There are currently two schools of thought on reducing the deficit. The first is to actually reduce the deficit in a meaningful way, by letting Bush's tax giveaway to the top 2% expire. "You have to pay your bills; you can't keep borrowing from the rest of the world at that magnitude, year after year after year. So in light of all of those facts, I say we can't afford the Bush tax cuts," says former Reagan budget director David Stockman. The gap between the very rich and everyone else grew dramatically under George W. Bush, with all the benefit going to the very wealthy -- who, by the way, are also the ones who ran the economy off the cliff with crazy get-richer-quick schemes.
"Two years after the crisis on Wall Street, it has been announced that bonuses this year will be $144 billion -- the highest in history," Stockman points out. "That's who's gonna get this tax cut on the top, you know, 2 percent of the population. They don't need a tax cut. They don't deserve it. And therefore, what we have to do is focus on Main Street."
Of course, the other school of thought on deficit reduction is to pretend to reduce the deficit with penny-pinching plans that punish everyone but the rich. But keep those tax cuts for the top earners, because to do anything else just wouldn't be fair. Taking from you to give to some Wall Street suit is apparently "fair." Raising the retirement age for Social Security, for example, screws you pretty bad, but it's not much of a hit to Mr. Moneybags here. But worse, it also hurts you more by making the job market more competitive. The principle of supply and demand dictates that this will drive wages down -- another loss for you, but a win for Moneybags who likes the cheap labor. In other words, you pay a penalty for being responsible and you pay it to the economic kamikaze pilots on Wall Street. I'm with Stockman here, they don't deserve the tax cuts and they don't deserve a bite out of your piece of the pie.

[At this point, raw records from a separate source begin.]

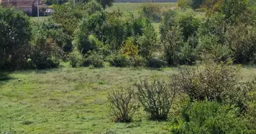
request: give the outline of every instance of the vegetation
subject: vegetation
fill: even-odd
[[[99,1],[0,9],[0,133],[255,133],[255,1]]]

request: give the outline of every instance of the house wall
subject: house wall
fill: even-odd
[[[153,0],[156,3],[170,3],[177,2],[178,0]],[[115,3],[145,3],[152,1],[152,0],[115,0]]]

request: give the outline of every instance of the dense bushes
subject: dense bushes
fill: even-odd
[[[215,102],[195,102],[184,105],[181,117],[172,126],[172,133],[243,133],[247,128],[243,119],[228,107]]]
[[[192,100],[231,103],[228,95],[234,90],[239,80],[239,68],[225,63],[207,62],[199,68],[183,67],[178,72],[179,87]]]
[[[0,70],[26,68],[31,34],[26,15],[0,8]]]
[[[108,94],[109,110],[115,121],[130,122],[139,105],[135,100],[135,92],[133,88],[113,90]]]
[[[169,84],[156,79],[152,84],[146,80],[135,84],[138,100],[151,119],[167,119],[177,92],[175,84],[172,79]]]
[[[75,7],[71,3],[55,5],[53,20],[35,25],[32,31],[29,31],[30,24],[24,25],[28,25],[27,38],[30,39],[26,40],[26,45],[23,41],[17,44],[24,44],[23,52],[20,50],[20,54],[23,53],[21,54],[25,58],[19,61],[14,61],[19,58],[12,58],[13,62],[10,62],[13,54],[8,57],[8,54],[4,54],[7,51],[2,52],[2,61],[5,61],[3,58],[6,60],[1,64],[5,62],[7,66],[16,62],[16,65],[8,66],[18,68],[18,68],[26,68],[32,64],[38,68],[36,64],[43,63],[48,64],[42,67],[45,68],[57,66],[60,60],[69,60],[75,67],[80,66],[76,64],[81,62],[82,58],[82,64],[88,66],[96,60],[90,58],[94,57],[90,56],[94,55],[88,53],[90,51],[97,54],[99,62],[108,62],[115,66],[159,67],[165,63],[193,64],[209,58],[216,62],[232,58],[236,63],[254,63],[255,10],[249,3],[253,5],[255,2],[207,1],[179,1],[179,4],[189,3],[192,7],[201,6],[206,11],[211,10],[207,18],[188,13],[189,11],[185,9],[164,11],[154,3],[142,4],[139,17],[120,10],[108,12],[96,1],[78,3]],[[232,9],[231,5],[237,9]],[[245,17],[245,15],[249,17]],[[159,38],[150,21],[156,17],[161,19]],[[7,20],[7,17],[5,19]],[[3,26],[5,25],[3,23],[1,27],[5,27]],[[31,32],[32,38],[28,37]],[[7,35],[5,34],[2,36]],[[13,41],[4,42],[7,42]],[[30,52],[25,52],[26,50]],[[79,55],[75,52],[69,58],[66,56],[69,55],[66,53],[73,50],[81,52],[82,56],[75,58],[75,55]],[[28,58],[32,61],[29,65],[26,63]],[[57,64],[50,66],[50,62]],[[96,64],[102,66],[102,64]]]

And, of course, raising the retirement age for Social Security doesn't do a whole lot. The entire cost of Social Security is $730 billion and this plan would only reduce that cost by a fraction. And, since a higher retirement age would drive down wages and reduce payments into the fund, you can cut that fraction down even more. Figure in the $1.27 trillion deficit and you can see why I used the term "penny-pinching plans." It's a smoke and mirrors move to get away with spending a tiny bit less and accomplishing next to nothing in terms of deficit reduction and worse than nothing in terms of job and wage growth.

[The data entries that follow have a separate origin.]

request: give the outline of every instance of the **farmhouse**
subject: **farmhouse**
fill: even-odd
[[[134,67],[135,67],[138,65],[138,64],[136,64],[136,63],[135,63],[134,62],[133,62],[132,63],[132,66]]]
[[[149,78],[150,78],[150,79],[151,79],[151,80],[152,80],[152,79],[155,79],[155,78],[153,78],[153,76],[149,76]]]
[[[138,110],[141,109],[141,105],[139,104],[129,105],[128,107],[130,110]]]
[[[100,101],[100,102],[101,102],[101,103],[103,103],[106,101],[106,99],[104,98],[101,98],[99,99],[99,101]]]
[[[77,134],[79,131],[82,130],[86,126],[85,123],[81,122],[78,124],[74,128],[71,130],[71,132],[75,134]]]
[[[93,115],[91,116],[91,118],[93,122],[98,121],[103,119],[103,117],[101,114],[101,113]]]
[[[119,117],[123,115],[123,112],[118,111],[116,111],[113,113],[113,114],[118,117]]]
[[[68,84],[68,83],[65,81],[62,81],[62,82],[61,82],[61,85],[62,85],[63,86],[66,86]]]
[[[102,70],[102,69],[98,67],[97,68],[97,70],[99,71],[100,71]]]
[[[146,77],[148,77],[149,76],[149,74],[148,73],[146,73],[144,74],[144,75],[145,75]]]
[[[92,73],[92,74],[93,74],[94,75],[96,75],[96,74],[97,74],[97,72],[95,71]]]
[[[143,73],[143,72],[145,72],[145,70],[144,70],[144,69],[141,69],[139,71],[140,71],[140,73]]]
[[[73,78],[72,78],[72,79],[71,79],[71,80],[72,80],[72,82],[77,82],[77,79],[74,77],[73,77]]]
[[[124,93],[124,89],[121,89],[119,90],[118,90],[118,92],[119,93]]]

You know what really gets me about conservatives? When there's a war, they're the first ones to shriek, "Freedom isn't free!" But, when it comes to taxes, freedom is totally free. It's an equation that puts other people's lives below their own wallets in terms of importance. If we don't run out and blow the living crap out of some third world hellhole in some god-forsaken desert over pretend weapons, the republic is doomed. But we can go ahead and finance those wars -- and the rest of government -- with unicorn farts and rainbows. Because that's supposed to be what men of reason like Jefferson and Franklin intended. Apparently, the founders loved war and hated math -- which I suppose would explain the current Republican War on Math.

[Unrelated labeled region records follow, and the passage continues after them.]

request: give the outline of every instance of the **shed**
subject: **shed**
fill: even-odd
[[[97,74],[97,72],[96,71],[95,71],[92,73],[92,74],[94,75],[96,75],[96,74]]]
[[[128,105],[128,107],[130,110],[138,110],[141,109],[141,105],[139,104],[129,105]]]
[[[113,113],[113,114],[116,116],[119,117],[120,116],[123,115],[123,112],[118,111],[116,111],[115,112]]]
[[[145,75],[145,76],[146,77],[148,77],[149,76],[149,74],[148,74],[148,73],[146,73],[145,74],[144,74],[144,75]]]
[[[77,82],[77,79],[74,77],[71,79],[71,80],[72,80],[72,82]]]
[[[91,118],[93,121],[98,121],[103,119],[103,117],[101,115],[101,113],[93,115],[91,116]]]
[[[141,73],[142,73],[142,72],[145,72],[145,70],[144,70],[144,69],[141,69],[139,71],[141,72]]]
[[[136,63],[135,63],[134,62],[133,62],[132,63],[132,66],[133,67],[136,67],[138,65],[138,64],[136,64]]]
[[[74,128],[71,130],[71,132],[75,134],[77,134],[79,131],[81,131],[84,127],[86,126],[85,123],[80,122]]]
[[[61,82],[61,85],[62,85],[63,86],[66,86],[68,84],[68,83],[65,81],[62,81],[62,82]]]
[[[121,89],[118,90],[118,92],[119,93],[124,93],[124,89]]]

It's somehow fitting that our deficit is something of a toxic asset -- a mixture of good and bad debt. The bad debt came from the Bush administration, which threw money down a rathole with almost nothing to show for it, money just pissed away. The result of all that bad debt? A stagnant economy (before it finally crashed) and the worst record of job creation that we know of -- government began tracking that data during the Truman administration and no president we have data for has ever done worse. And, of course, all that debt.
And the good debt? That's infrastructure investments and healthcare reform -- which, by the way, is projected to reduce the deficit.
So what'll it be -- tax cuts for bazillionaires which have a proven tack record of accomplishing squat but increasing that bad debt or something a little more realistic?
Come one, this is America... What do you think?